Some research labs just push AI forward. Fundamental Research Labs just kicked the door in, rewired the hinges, and walked out with $33 million in fresh Series A fuel from Prosus Ventures. Not bad for a company that started life as “Altera” in December 2023 and now sits in the Bay Area quietly turning “what if” into “when.”
The brain trust is pure technical artillery. Dr. Guangyu Robert Yang, a computational neuroscientist who once taught at MIT and was named a Searle Scholar, is running point as CEO. CTO Shuying Luo brought eight years of Google muscle, including AI features for Google Editors used by 100 million people.
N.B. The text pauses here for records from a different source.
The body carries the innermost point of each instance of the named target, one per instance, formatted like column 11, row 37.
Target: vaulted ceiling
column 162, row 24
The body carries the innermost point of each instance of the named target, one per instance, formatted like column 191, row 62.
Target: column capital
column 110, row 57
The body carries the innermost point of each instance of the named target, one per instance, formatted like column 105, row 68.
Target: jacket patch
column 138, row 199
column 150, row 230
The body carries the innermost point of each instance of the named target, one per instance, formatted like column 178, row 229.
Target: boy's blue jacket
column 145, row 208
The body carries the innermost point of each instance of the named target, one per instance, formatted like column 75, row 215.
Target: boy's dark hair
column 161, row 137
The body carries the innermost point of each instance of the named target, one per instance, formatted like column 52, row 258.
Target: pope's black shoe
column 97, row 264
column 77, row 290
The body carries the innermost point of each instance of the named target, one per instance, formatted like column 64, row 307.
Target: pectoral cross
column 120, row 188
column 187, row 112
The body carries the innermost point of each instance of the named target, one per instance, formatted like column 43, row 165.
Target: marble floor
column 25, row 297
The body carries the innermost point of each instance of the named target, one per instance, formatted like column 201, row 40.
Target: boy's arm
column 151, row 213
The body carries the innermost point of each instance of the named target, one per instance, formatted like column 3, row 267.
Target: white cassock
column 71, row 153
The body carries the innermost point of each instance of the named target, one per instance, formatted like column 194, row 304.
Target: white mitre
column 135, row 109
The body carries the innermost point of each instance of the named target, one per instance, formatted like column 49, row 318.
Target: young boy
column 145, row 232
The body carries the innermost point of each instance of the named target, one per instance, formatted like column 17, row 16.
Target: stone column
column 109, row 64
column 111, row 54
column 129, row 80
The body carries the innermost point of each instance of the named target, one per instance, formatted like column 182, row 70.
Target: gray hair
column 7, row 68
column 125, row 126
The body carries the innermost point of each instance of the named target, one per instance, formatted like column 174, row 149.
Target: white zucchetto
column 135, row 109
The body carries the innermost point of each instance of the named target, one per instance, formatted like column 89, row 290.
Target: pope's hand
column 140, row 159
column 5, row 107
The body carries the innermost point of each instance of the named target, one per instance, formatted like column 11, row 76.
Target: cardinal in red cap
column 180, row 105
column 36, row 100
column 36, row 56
Chief Science Officer Dr. Andrew Ahn turned MIT mathematics into deep learning firepower after postdocs at Columbia and Cornell. And Chief Business Officer Nico Christie turned an MIT MBA and PredictionStrike from zero to 150,000 users and millions in revenue.
They are not building chatbots. They are building “digital humans,” autonomous, collaborative AI agents that can work long-term, learn, and actually care. Shortcut, their spreadsheet-native analyst, just humiliated first-year McKinsey and Goldman analysts in blind tests, 89% win rate, solving championship-level financial models in under ten minutes at 10x the human speed. The waitlist hit 20,000 before launch in July 2025, and the subscription model is already paying its own freight.
This isn’t just speed, it’s scale. On the OSWorld benchmark, the same test Anthropic and OpenAI run, they posted 48.45%, nearly double the next best. Project Sid? One thousand autonomous agents in Minecraft forming economies, cultures, even religions. That’s not code. That’s civilization in silico.
Under the hood is their PIANO architecture, Parallel Information Aggregation via Neural Orchestration, which lets agents talk to humans and each other in real time while staying coherent. It’s why Shortcut and Fairies, their prosumer AI assistant, can jump between apps and contexts without falling apart.
With $40 million raised to date, backers like a16z Speedrun, Patron, First Spark Ventures, Factorial, VamosVentures, Eric Schmidt, and Patrick Collison aren’t betting on a fad. They’re betting on a company moving from productivity software to embodied robotics, one paid subscription and one scientific breakthrough at a time.